Not content with one sexually explicit movie, Danish director Lars von Trier has issued the provocatively titled Nymphomaniac in two volumes.
Volume 1 dealt with a nymphomaniacal woman (Charlotte Gainsbourg) who told her story to an older man (Stellan Skarsgard) who adopted an Olympian view of her sexual history.
Seen in flashbacks, the young Joe (played by Stacy Martin) learned to express her power through sex, a risky business to be sure.
Together both volumes total more than four hours, making Nymphomaniac a contender for the longest sex movie yet -- if, indeed, it's really about sex.
In Volume II, the adult Joe takes over the story, and von Trier more clearly marks his territory by pushing her toward punishing extremes.
What happens?

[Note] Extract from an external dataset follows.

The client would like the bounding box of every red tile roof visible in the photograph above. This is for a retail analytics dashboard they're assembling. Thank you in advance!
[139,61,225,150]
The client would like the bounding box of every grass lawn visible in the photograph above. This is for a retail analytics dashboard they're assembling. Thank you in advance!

Joe -- who has lost all sexual sensation -- submits to torment from a sadist (Jamie Bell) who ties her down and beats her up. In the process, Joe proves that she's a careless mom and renounces those who would judge her at a meeting of sex addicts.

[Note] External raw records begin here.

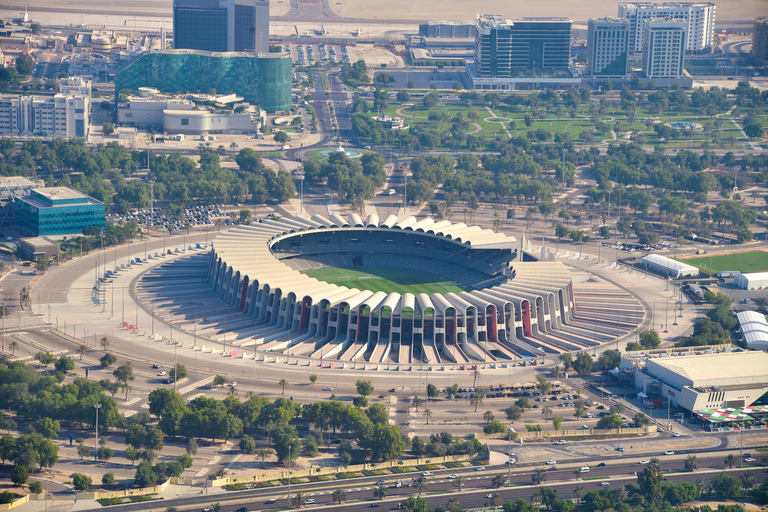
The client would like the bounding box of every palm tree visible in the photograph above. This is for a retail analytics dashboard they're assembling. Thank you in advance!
[445,498,464,512]
[696,477,709,494]
[413,476,427,496]
[741,471,755,491]
[122,382,133,402]
[256,448,272,469]
[531,468,547,485]
[373,485,387,500]
[472,370,480,388]
[332,489,347,505]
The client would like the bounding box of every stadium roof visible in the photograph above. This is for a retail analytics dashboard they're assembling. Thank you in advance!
[648,351,768,386]
[643,254,699,272]
[213,214,571,313]
[736,311,768,350]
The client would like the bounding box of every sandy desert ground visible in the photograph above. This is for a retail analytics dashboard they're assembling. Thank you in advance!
[6,0,768,25]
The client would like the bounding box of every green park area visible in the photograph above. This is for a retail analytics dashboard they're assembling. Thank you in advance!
[683,251,768,273]
[304,268,471,295]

She also sleeps with two black men who face each other naked in what looks like a duel of semi-erect penises.
Toward the end, Joe hooks up with an extortionist (Willem DaFoe) and acquires a wily protege (Mia Goth).
All this is recounted in flashbacks as Joe finishes telling Skarsgard's Seligman how she wound up bloodied in an alley, which is how he discovered her at the beginning of Volume I.
In Volume I, Von Trier punished some of the characters: He does so again, but this time, the torment extends to the audience.
The shock of explicitly presented sex having been depleted in the first volume, we're left to watch Gainsbourg's Joe demean herself, take a prideful stance toward her activities and ultimately commit one final act of self-assertion.
Whatever von Trier had to say seems to have been said in the first movie. Volume II doesn't add much, except for those who want to speculate about von Trier's aims with yet another movie that seems designed to provoke without explanation.
As for what motivates Joe: It may be nothing more than von Trier's desire to put her through a variety of degrading situations and then try to defend himself by glossing it all with a feminist veneer.
As my grandmother might have said, "Oy."